The food issue is just that, an issue. It is no surprise that one of the first imperatives I learned was “Tchame!” or “Eat!” My host grandmother or bebia, is very concerned with what I eat. I never eat enough and it pains her. I am continually asked “Are you on a diet?” to which I just laugh and say nothing. I used to try to explain one thing or another but it isn’t that important to me anymore. In the last month and a half we have had three serious discussions about what I like to or what I will eat. I am pretty easy to please but the heart of the problem is this: I will not eat as much as she think I should. It does not help that in the beginning I would try to eat a little of everything and not say that I didn’t want anything. I was trying to be polite but now I just say that I don’t want something and let her do her thing. It is really a good exercise in how to stand up for what you want without being offensive but also not trying to control someone else’s response. Yay growth!

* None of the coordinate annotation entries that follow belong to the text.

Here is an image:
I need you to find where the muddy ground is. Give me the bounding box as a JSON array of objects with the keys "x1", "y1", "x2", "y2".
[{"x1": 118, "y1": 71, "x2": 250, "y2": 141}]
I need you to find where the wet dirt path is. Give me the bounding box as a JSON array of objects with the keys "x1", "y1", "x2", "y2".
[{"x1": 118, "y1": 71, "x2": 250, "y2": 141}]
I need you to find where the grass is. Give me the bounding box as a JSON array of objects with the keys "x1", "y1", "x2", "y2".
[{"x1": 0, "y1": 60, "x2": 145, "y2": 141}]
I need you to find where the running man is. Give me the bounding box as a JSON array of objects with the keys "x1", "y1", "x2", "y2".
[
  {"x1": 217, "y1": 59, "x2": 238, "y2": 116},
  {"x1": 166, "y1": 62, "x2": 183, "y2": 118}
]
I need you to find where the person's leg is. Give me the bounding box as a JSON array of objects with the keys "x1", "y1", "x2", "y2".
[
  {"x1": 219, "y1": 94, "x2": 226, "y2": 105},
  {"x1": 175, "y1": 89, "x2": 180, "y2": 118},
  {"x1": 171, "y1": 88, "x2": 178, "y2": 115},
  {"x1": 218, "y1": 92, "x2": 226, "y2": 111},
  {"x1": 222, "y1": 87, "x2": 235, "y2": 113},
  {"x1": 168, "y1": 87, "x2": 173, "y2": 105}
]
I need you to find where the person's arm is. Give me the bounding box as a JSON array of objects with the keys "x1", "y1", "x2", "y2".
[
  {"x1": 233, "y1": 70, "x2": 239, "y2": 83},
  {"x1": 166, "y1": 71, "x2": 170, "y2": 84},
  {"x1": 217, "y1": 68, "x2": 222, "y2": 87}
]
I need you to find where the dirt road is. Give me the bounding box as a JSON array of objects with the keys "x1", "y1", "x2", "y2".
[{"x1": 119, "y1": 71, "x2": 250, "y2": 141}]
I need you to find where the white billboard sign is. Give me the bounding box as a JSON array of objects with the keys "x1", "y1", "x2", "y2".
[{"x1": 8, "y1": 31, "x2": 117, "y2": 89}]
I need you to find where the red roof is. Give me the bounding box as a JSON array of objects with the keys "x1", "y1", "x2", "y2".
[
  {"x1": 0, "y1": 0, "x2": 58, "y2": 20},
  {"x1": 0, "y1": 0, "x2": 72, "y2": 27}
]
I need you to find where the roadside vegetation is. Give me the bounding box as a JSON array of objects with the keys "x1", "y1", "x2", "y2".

I am writing downstairs with my bebia. She is watching TV and has asked the “How much was that?”. The cultural norm for money discussions is a lot different. I told her that I got it (net book) for my birthday and it cost $200. She makes $400 GEL a month with her pension. So yeah. It does nothing for the misconception that all Americans are rich. It isn’t really an issue. She will tell the neighbors and they will think what they will but the Minister of Education in Georgia is trying to give all kids in school laptops so it isn’t a crazy idea that i have one.

In the spirit of saving something to write about tomorrow, I will close.